Le Pape a accepté la renonciation du cardinal Angelo Sodano de la charge de doyen du Collège cardinalice, présenté en raison de son âge avancé, et a établi par un Motu proprio que dorénavant cette charge aurait une durée de cinq ans et serait éventuellement renouvelée, et qu’à l’issue de son mandat, le cardinal sortant recevrait le titre de «doyen émérite».

La décision du Saint-Père a été rendue publique après les traditionnels vœux à la Curie romaine qui se sont ouverts avec le salut du doyen. Angelo Sodano, 92 ans, évêque et nonce apostolique depuis 1978, secrétaire d’État de 1990 à 2005, a été le successeurs de Joseph Ratzinger en tant que doyen du Collège cardinalice, désigné comme prévu par les normes parmi ses frères cardinaux de l’ordre des évêques.

Le 26 juin 2018, le Pape François avait décidé d’élargir le nombre de membres de l’ordre des évêques, jusqu’alors composé par les cardinaux titulaires des diocèses suburbicaires et par les patriarches orientaux créés cardinaux, incluant aussi le secrétaire d’État Pietro Parolin, le préfet de la congrégation pour les Églises orientales Leonardo Sandri, le préfet de la congrégation pour les Évêques Marc Ouellet et l’alors préfet de la congrégation pour l’Évangélisation des peuples Fernando Filoni, aujourd’hui Grand Maître de l’Ordre équestre du Saint-Sépulcre.

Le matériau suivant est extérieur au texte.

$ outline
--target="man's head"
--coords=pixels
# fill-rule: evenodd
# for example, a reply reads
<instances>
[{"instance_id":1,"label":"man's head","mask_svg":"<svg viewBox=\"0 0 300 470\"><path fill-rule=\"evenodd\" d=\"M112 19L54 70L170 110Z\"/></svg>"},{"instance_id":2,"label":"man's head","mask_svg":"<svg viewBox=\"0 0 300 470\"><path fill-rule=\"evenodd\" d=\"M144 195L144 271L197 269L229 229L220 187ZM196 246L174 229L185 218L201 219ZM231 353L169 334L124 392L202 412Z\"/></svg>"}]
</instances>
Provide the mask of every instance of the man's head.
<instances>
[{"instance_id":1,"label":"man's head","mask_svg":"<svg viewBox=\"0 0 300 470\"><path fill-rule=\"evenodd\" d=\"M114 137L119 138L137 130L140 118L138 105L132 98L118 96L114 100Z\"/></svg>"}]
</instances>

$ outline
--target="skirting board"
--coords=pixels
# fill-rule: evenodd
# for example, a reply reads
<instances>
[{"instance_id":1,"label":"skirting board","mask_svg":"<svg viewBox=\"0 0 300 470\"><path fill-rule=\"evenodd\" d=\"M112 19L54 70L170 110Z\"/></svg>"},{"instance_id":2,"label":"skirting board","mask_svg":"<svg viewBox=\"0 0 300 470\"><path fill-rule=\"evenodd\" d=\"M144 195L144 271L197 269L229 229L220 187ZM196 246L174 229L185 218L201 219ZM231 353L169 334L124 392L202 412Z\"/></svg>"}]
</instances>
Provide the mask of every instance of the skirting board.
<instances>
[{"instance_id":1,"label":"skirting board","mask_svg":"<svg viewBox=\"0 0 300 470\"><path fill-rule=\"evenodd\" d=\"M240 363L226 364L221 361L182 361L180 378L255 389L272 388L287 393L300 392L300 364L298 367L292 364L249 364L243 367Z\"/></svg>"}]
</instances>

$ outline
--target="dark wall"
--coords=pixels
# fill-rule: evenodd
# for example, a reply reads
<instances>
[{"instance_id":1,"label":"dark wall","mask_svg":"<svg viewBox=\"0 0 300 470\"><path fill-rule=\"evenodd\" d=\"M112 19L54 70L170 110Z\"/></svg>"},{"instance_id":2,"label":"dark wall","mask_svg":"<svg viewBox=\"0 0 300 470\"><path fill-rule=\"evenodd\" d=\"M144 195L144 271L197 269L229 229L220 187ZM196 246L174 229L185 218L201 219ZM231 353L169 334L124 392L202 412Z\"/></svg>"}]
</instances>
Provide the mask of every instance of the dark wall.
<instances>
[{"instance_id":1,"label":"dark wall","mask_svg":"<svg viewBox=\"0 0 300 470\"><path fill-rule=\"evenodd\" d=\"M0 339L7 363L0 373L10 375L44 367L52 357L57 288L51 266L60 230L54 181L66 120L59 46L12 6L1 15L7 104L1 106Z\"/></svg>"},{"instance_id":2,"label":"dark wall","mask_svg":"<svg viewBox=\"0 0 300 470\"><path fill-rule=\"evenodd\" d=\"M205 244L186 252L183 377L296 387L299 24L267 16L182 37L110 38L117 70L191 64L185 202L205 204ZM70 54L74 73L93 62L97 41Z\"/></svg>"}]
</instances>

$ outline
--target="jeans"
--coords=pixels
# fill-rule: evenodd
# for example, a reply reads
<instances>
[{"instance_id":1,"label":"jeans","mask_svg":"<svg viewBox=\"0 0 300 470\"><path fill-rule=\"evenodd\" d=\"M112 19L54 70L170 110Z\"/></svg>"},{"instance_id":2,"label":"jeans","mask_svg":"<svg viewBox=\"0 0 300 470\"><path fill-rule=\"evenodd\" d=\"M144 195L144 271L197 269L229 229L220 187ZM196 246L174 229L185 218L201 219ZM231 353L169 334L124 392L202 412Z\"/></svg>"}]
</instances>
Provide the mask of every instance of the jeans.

«Maintenant, cependant, - écrit François dans le nouveau Motu proprio – en ayant accepté la renonciation» du cardinal Sodano, «que je remercie vivement pour le grand service rendu au collège des cardinaux pendant les presque quinze ans de son mandat, et eu égard au fait qu’avec l’accroissement du nombre des cardinaux, des engagements toujours plus grands viennent peser sur la personne du cardinal doyen, il m’est apparu opportun que dorénavant le cardinal doyen, qui sera toujours élu parmi les membres de l’Ordre des évêques selon les modalités établies par le canon 352 § 2 du code de droit canon, reste en charge pour un quinquennat éventuellement renouvelable et qu’au terme de son service, il puisse assumer le titre de doyen émérite du Collège cardinalice».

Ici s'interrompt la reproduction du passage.